Content and Development
The development of the NCMHCE in the early 1990s marked the expansion of counseling national certification into the evaluation of counselors’ ability to apply core knowledge to clinical practice.
The American Mental Health Counselors Association (AMHCA) initially developed the Certified Clinical Mental Health Counselor (CCMHC). After several years of administration of the credential, it was determined that the credential could be strengthened and expanded by adding a national, standardized examination. NBCC agreed to acquire the credential in the early 1990s and develop an examination to anchor the certification and align the application process with the profession’s foundational national certification, the National Certified Counselor (NCC).
NBCC developed the NCMHCE with a focus on drawing from the common core knowledge of professional counselors. A committee of subject matter experts (SMEs) led by psychometric experts framed the NCMHCE to ensure that it reflected the central clinical requirements of counselors through real-world simulated cases.
The NCMHCE measures an individual’s ability to apply and evaluate knowledge in core counselor skills and competencies and to practice competently as a professional counselor. Specifically, it assesses an entry-level clinical mental health counselor’s ability to apply knowledge of theoretical and skill-based tenets to clinical case studies. The case studies are designed to capture a candidate’s ability to identify, analyze, diagnose, and develop plans for treatment of clinical concerns.
Candidates for the NCMHCE must have a graduate-level degree or higher from a counseling program accredited by the Council for Accreditation of Counseling and Related Educational Programs (CACREP) or administered by an institutionally accredited college or university. The counseling degree program must contain courses in nine requirement areas.
The Nine CACREP Curriculum Educational Standards:
- Human Growth and Development
- Social and Cultural Foundations in Counseling
- Helping Relationships in Counseling
- Group Counseling and Group Work
- Career Counseling and Lifestyle Development
- Assessment in Counseling
- Research and Program Evaluation
- Professional Orientation to Counseling
- Counseling Field Experience
Six Defined Work Behaviors (Domains)
The table below reflects the item distribution among these six defined work behaviors (domains), which are further described below. A thorough delineation of each domain and subdomain is available in the NCMHCE Content Outline and NCMHCE Handbook.
Table 1.The weight for each domain
|Domain||Percent of Items|
|1||Professional Practice and Ethics||10-20|
|2||Intake, Assessment, and Diagnosis||20-30|
|3||Areas of Clinical Focus||0*|
|5||Counseling Skills and Interventions||25-35|
|6||Core Counseling Attributes||10-20|
The domain “Areas of Clinical Focus” represents the diagnoses and main presenting problems that were identified in the job analysis as being the most prevalent in clinical work. This domain is evaluated through a variety of diagnoses and case scenarios appearing on each examination form and not at the item level. Please check the sample case studies tab for more information about the weight of each domain.
- Professional Practice and Ethics assesses counselors’ knowledge, skills, and abilities as they pertain to maintaining proper administrative and clinical protocols. This includes topics such as informed consent, client records, use of social media, and confidentiality.

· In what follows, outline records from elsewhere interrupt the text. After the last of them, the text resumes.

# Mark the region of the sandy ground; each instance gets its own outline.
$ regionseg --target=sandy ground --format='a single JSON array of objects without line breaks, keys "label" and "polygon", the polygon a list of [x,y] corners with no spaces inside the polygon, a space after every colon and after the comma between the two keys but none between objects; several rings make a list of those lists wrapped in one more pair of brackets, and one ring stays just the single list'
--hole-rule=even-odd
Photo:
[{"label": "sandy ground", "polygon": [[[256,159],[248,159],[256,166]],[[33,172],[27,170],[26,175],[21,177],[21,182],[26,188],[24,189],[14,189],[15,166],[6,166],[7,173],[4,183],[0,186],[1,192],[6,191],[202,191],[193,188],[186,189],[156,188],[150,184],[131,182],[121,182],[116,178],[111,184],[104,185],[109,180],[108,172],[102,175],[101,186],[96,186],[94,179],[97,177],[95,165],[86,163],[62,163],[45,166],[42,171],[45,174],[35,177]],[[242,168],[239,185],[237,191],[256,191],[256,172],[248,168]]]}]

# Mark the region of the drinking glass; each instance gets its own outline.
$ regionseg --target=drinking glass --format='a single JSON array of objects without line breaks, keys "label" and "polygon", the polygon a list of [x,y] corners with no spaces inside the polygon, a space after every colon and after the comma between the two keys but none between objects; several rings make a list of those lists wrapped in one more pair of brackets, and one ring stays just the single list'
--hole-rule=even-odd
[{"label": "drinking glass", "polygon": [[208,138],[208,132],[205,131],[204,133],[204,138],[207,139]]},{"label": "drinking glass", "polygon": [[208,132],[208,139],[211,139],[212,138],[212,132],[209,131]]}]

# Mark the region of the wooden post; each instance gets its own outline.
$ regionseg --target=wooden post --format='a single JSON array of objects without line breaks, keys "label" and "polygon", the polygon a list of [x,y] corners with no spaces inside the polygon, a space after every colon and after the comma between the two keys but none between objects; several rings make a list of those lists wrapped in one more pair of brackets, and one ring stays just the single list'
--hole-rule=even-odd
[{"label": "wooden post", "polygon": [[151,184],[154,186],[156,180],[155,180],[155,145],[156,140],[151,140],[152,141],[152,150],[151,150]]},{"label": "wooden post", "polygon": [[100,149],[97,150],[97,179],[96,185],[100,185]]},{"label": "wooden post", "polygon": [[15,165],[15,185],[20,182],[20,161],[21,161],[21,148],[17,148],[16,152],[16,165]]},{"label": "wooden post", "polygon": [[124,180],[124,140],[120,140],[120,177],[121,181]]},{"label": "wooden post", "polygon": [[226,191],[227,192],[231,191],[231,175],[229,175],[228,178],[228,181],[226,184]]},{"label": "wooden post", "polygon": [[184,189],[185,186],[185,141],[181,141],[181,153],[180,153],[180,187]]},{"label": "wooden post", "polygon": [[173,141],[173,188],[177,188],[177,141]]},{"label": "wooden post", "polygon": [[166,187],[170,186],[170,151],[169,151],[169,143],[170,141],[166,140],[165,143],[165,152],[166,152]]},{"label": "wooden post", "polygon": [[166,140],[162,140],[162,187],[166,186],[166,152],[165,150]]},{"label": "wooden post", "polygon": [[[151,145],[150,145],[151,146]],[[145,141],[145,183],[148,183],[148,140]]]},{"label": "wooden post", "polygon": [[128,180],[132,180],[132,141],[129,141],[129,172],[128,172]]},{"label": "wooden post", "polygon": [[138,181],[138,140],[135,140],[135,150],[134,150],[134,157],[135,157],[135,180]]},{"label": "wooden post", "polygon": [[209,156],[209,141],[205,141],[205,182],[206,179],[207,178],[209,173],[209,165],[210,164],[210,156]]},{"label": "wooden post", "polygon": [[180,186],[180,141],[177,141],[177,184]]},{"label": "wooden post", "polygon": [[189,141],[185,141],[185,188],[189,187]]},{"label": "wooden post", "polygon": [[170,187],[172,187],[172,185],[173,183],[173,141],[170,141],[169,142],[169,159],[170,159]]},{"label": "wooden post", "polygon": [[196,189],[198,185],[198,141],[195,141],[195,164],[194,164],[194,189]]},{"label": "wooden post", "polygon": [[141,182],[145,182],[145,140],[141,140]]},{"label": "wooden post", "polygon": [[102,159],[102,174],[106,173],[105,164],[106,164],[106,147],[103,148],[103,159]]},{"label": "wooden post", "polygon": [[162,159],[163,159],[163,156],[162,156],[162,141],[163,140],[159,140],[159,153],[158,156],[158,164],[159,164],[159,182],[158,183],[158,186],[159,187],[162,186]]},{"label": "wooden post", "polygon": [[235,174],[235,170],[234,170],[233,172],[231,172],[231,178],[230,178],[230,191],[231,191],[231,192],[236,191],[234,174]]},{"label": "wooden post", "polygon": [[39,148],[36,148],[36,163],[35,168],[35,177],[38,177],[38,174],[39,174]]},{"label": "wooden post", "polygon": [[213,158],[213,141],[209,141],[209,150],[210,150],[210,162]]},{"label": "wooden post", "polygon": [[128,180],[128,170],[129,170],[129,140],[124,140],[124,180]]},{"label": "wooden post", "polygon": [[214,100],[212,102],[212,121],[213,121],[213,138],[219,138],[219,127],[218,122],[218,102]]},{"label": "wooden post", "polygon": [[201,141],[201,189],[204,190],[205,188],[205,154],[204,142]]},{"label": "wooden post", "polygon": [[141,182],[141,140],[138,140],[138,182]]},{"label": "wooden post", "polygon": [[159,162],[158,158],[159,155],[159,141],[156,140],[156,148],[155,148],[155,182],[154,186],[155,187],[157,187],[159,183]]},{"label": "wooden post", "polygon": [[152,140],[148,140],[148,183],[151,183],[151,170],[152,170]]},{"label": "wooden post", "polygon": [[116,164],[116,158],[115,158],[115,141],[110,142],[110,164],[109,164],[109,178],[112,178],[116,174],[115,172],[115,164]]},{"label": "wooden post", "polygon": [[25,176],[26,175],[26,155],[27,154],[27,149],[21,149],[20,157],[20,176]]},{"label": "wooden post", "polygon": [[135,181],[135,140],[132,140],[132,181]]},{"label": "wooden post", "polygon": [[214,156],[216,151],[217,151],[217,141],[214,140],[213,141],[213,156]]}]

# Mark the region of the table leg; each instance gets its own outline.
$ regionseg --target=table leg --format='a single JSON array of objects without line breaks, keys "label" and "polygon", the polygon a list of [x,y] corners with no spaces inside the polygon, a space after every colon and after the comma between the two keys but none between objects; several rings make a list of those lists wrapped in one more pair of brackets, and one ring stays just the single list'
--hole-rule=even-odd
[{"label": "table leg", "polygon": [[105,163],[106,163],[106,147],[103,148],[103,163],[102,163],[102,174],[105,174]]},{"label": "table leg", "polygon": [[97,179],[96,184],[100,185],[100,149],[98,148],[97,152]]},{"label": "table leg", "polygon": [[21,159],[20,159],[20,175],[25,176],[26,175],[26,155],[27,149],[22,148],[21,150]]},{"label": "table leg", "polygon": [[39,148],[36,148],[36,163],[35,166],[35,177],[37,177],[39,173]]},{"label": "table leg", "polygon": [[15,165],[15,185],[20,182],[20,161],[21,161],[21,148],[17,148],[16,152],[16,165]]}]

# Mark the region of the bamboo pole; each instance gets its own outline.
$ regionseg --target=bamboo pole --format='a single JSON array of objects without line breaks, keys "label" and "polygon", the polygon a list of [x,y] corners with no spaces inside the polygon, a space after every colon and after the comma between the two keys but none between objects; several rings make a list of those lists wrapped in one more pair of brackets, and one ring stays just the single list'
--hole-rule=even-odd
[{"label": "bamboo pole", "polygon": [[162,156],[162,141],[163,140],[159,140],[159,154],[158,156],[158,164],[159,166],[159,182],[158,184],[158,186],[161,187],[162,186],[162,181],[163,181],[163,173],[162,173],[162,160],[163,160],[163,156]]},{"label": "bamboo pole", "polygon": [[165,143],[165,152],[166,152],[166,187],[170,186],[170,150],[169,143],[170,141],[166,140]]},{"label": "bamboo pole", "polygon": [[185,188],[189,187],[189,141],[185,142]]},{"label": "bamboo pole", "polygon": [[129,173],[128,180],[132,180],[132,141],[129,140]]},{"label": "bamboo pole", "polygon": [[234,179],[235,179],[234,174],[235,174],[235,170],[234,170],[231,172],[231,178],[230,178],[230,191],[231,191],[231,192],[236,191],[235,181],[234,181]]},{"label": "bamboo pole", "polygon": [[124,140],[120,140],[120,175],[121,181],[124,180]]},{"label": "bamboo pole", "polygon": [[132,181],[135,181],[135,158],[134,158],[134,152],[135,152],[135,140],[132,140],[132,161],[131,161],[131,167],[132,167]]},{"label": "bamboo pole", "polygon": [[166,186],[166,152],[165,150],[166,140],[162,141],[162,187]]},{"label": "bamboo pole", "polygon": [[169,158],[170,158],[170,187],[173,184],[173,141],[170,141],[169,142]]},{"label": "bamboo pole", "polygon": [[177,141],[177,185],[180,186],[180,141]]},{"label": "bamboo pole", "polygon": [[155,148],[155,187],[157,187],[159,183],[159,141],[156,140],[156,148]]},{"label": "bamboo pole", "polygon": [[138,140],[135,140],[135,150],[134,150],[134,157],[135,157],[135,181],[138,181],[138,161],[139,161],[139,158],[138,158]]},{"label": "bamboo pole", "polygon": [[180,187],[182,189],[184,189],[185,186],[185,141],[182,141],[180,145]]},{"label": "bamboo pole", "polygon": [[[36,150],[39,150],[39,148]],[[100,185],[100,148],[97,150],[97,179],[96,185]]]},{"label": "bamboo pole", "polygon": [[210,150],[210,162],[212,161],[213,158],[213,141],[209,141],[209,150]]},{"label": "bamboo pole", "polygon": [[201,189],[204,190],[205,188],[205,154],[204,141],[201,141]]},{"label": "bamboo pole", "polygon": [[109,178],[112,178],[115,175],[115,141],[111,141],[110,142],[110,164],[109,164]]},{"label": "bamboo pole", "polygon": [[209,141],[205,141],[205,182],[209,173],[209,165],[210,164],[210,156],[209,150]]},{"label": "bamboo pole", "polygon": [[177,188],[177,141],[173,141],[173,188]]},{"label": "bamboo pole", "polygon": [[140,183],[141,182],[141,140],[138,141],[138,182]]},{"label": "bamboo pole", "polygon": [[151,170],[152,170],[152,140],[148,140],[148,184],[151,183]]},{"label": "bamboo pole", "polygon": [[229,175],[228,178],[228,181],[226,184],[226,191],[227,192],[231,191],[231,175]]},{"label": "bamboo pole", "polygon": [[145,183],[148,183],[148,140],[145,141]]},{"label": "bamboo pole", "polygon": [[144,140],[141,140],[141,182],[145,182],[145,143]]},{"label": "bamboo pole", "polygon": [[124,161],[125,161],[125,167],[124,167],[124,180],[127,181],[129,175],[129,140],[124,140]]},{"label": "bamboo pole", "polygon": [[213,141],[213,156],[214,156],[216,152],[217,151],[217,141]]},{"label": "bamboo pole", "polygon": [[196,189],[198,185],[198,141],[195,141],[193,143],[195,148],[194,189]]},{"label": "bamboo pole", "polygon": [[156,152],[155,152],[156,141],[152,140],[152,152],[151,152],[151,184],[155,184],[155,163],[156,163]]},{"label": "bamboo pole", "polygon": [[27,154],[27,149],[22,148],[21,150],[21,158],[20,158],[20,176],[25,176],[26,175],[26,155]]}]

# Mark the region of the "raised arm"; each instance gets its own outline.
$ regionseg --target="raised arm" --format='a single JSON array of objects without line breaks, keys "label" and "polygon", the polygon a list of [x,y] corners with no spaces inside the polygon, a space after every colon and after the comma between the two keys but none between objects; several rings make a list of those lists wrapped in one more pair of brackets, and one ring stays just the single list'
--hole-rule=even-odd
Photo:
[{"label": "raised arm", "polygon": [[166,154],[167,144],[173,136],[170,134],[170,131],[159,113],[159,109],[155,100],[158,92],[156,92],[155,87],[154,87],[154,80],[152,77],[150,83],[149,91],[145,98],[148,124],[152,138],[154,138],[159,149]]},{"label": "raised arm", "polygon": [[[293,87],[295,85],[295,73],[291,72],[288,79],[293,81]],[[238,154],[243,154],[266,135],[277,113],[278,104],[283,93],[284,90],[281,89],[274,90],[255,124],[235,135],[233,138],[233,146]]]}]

- Intake, Assessment, and Diagnosis consists of items designed to assess a counselor’s knowledge, skills, and abilities to conduct client intake, assessment, and diagnosis. Items in this domain may reflect content such as performance of Mental Status Exams (MSEs), assessment for substance use, and evaluation of an individual’s level of mental health functioning.
- Areas of Clinical Focus is one of the largest domains on the exam, accounting for more than 25% of the scored items. This section allows for the assessment of a counselor’s knowledge and skills related to a broad range of potential client concerns. For example, items may be related to bullying, obsessive thoughts/behaviors, sleeping habits, adoption issues, divorce, etc.
- Treatment Planning is the domain of the exam that is built to assess a counselor’s knowledge, skills, and abilities as they relate to effectively treating clients. This domain houses items that may cover everything from a counselor’s ability to identify barriers to client goal attainment, discussing termination, follow-up after discharge, revisions of the treatment plan, or collaboration with other providers.
- Counseling Skills and Interventions is the largest domain on the NCE exam, accounting for over 25% of the scored items. This domain encompasses items written to assess counselors’ knowledge, skills, and abilities to conduct effective counseling. This is a broad and comprehensive domain that covers topics such as establishment of a therapeutic alliance, providing crisis intervention, use of self-disclosure, exploring the influence of family, and identifying group themes.
- Core Counseling Attributes is the smallest domain of the NCE, and it assesses the behavior, traits, and dispositions of effective counselors. This domain is measured with items that address topics such as genuineness, empathetic responding, positive regard, and respect for and acceptance of diversity.
The NCMHCE includes 11 case studies. Of the total number of multiple-choice questions, 100 will be scored, and one of the case studies will be unscored. The unscored narrative and questions are used to generate statistics for future examinations. Each case study will comprise one narrative and 9–15 multiple-choice questions.